Golden Chain v2.49 — Repetition Penalty + N-gram Blocking (Degeneration Reduced)
Date: 2026-02-15 Cycle: 89 Version: v2.49 Chain Link: #106
Summary
v2.49 implements Option A from v2.48: repetition penalty and n-gram blocking applied at generation time. The penaltySample method extends the interpolated sampler with two mechanisms:
- Repetition penalty (α): For each candidate word, count its appearances in the generation history. Divide its probability by α^count. Higher α = stronger penalty against repeats.

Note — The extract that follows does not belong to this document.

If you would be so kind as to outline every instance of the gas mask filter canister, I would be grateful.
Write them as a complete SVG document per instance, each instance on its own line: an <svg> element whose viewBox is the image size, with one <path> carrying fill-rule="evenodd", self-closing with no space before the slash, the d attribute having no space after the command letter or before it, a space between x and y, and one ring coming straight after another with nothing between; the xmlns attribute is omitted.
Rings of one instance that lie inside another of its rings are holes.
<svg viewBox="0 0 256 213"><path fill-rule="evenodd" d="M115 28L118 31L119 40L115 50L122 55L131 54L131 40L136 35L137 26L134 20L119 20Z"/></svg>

- N-gram blocking: Before sampling, check if any candidate word would create a trigram (prev2, prev1, candidate) that already appeared in the generation history. If so, zero out its probability.
These are generation-time techniques — they don't change the model's probability estimates (PPL/CE unchanged), but they transform the sampling distribution to prevent degenerate output.
- Degeneration dramatically reduced: Baseline 2/32 unique → penalty+block 17/32 (α=1.2) → 30/32 (α=3.0) at T=0.3
- N-gram blocking works perfectly: Zero repeated trigrams in all blocked generations
- PPL unchanged at 28.50: Penalty is generation-only, doesn't affect model quality
- α=3.0 at T=0.3 produces: "to and to of the world is my love who does make haste when shall i have but a ma..." — semi-coherent Shakespeare fragments
- T=0.8 with penalty: 29/32 unique, "to the clutch like a east this to and place fools bourn hurlyburlys..."
- Not fluent English sentences: Diverse vocabulary, coherent fragments, but not grammatical sentences
All 45 integration tests pass. src/minimal_forward.zig grows to ~7,950 lines.
Key Metrics
| Metric | Value | Change from v2.48 |
|---|---|---|
| Integration Tests | 45/45 pass | +2 new tests |
| Total Tests | 316 (312 pass, 4 skip) | +2 |
| Penalty Method | penaltySample() | NEW |
| Best α (diversity) | 3.0 (30/32 unique at T=0.3) | NEW |
| Moderate α | 1.2 (17/32 unique at T=0.3) | NEW |
| Baseline Unique (T=0.3) | 2/32 | Unchanged |
| Blocked Repeated Trigrams | 0 (all tests) | Was present |
| Interpolated Eval CE | 3.3499 (46.3% below random) | Unchanged |
| Interpolated Eval PPL | 28.50 | Unchanged (was 28.53) |
| Random CE | 6.2383 nats (ln(512)) | Unchanged |
| Generation Quality | Diverse fragments, semi-coherent | Was degenerate |
| minimal_forward.zig | ~7,950 lines | +~180 lines |
| Total Specs | 336 | +3 |
Test Results
Test 44 (NEW): Repetition Penalty + N-gram Blocking Generation
Corpus: 4991 tokens, 512 vocab, λ=0.2
--- T=0.3 Comparison (start: "to be", 30 words) ---
Baseline (no penalty): "to to to to to to to to to to to to to to to to to to to to to to to to to to to to to to"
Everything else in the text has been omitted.